# Intro

This notebook analyses the `checkIsType` method calls for the `http-ballerina-tests` test suite. The Types that are passed and the time taken to execute have been logged to CSV and the analysis can be found here. In order to measure the execution time, the `checkIsType` function was modified to run 10,000 times for every call. The hope was that this would reduce the noise associated with measuring small durations. However; we still notices that multiple calls of the same type checks can be differ by an order of maginitude.

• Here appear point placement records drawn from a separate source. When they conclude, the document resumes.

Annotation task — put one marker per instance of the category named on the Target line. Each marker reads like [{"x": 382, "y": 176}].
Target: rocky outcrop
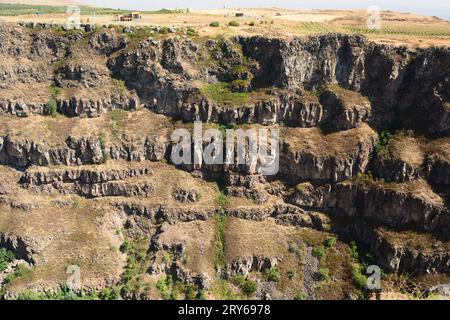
[
  {"x": 242, "y": 266},
  {"x": 77, "y": 151},
  {"x": 24, "y": 247},
  {"x": 387, "y": 206},
  {"x": 95, "y": 107}
]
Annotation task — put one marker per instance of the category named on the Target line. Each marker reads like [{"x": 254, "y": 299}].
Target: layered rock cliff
[{"x": 85, "y": 125}]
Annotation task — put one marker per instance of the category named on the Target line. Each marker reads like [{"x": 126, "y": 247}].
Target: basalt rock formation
[{"x": 87, "y": 177}]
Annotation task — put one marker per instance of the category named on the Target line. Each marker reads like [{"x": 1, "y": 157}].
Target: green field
[
  {"x": 311, "y": 28},
  {"x": 24, "y": 9}
]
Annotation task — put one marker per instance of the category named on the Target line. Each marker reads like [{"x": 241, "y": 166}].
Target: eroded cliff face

Thus, execution times of the same order of magnitude will be considered to be comparable.

# Data Processing

In [45]:
import csv
from tabulate import tabulate

In [46]:
def get_key(vals: list)-> str:
    return vals[0]+" / "+vals[1]

# Format and print float values
def print_f(dict, key: str)-> str:
    return f"{dict[key]:,.2f}"

# Format and print integer values
def print_i(dict, key: str)-> str:
    return f"{dict[key]:,d}"

In [47]:
count = 0
dict_count = {}
dict_total_time = {}
dict_time = {}

with open('./test-10000-full.csv', newline='') as f:
    reader = csv.reader(f)
    for row in reader:
        count += 1
        key = get_key(row[:2])
        if key in dict_count:
            dict_count[key] = dict_count[key] + 1
            dict_total_time[key] = dict_total_time[key] + int(row[2])
        else:
            dict_count[key] = 1
            dict_total_time[key] = int(row[2])

for key in dict_count:
    dict_time[key] = int(dict_total_time[key] / dict_count[key])

dict_count_sorted = sorted(dict_count.items(), key=lambda item: item[1],reverse=True)
dict_total_time_sorted = sorted(dict_total_time.items(), key=lambda item: item[1],reverse=True)
dict_time_sorted = sorted(dict_time.items(), key=lambda item: item[1],reverse=True)

In [48]:
print("Numeber of entires: ",count)
print("Numeber of unique entires: ",len(dict_count))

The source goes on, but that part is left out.